Acute toxicity of some silver salts of sulfonamides in mice and the efficacy of penicillamine in silver.

The silver salt of 2-metanilamido-5-chloropyrimidine (AgMCP) and the sodium, amminosilver and trimethylphosphite-silver salts of 3',5'-dichlorobenzenesulfonanilide (NaDBS, AgNH3DBS and AgP(OCH3)3DBS were synthesized as possible antibiotic of antiparasitic drugs. All the organosilver compounds were extremely water-insoluble. For animal studies these, and other reference compounds, were given as fine suspensions in an Emulphor-safflower oil mixture. The ip LD50's in mice in mmol/kg were: 1.67 for NaDBS, 0.22 for silver acetate (AgAc), 0.15 for AgP(OCH3)3DBS, 0.13 for AgMCP and 0.10 for AgNH3DBS. When given by mouth, 15 mmol AgAc/kg produced a high mortality, but none of the organosilver compounds caused death in maximal doses (1.9 to 2.6 mmol/kg) that could be given based on considerations of total volume and stability of the suspension. All the silver compounds, including AgAc, produced a similar toxic syndrome with initial hyperexcitability, ataxia, central nervous depression, labored breathing, loss of righting reflex and death. Most deaths occurred between 12 and 24 hours after dosing. In contrast, animals given NaDBS often died within 3 hours although the major signs were very similar to those produced by the silver compounds.

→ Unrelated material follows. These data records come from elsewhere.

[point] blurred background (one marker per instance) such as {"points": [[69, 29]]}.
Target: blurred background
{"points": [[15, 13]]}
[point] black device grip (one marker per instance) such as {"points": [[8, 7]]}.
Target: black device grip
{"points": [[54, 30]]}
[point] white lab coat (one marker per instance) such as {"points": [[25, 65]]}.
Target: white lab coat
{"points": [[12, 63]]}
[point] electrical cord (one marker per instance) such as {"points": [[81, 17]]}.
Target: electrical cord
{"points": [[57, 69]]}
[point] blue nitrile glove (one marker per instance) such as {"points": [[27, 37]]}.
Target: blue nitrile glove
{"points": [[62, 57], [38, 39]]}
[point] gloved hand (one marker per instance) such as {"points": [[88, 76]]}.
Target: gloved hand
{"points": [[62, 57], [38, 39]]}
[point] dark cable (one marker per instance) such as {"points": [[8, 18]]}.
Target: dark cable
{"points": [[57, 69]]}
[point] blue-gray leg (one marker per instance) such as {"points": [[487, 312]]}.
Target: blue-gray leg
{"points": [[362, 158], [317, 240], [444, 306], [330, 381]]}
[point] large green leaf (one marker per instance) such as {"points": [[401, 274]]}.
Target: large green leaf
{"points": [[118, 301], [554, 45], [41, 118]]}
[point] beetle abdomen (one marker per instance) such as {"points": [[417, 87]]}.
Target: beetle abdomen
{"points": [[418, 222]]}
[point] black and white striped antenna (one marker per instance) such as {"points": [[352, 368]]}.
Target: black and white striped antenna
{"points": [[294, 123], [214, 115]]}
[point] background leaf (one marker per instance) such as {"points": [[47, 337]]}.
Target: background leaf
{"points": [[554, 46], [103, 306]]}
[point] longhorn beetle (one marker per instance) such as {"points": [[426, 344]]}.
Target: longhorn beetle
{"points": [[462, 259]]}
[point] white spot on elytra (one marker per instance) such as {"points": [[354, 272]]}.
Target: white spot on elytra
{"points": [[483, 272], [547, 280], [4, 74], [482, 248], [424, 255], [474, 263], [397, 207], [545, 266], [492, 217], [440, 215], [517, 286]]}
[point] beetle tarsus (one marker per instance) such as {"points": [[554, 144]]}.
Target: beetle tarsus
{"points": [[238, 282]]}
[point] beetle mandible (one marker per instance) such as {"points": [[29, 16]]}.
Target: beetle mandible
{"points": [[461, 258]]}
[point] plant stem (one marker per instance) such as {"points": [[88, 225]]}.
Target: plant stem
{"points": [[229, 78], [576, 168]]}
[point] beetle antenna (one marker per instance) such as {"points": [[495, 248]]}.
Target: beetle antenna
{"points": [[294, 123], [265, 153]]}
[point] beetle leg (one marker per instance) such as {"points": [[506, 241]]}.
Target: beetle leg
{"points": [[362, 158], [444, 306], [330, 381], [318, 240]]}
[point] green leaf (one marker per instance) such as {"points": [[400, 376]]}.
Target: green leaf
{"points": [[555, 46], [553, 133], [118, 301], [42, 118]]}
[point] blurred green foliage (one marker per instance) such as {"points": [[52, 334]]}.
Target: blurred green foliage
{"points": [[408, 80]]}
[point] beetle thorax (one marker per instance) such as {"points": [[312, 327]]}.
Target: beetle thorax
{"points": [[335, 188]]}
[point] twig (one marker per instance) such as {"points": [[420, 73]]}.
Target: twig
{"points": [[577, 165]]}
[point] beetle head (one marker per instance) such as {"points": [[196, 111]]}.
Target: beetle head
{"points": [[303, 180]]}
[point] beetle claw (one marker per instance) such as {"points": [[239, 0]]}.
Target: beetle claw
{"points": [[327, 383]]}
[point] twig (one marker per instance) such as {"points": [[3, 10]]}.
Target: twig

When given ip as a single dose 30 minutes after AgAc, D-penicillamine was effective in reducing mortality, but it had no effect on the mortality of the organosilver compounds. Histological studies revealed similar patterns of silver deposition, especially in the liver and kidneys, at 6, 18 and 24 hours after the organosilver compounds and after AgAc. We conclude that the presence of silver contributes significantly to the acute toxicity of these sulfonamides although they may dissociate free silver less readily than does AgAc.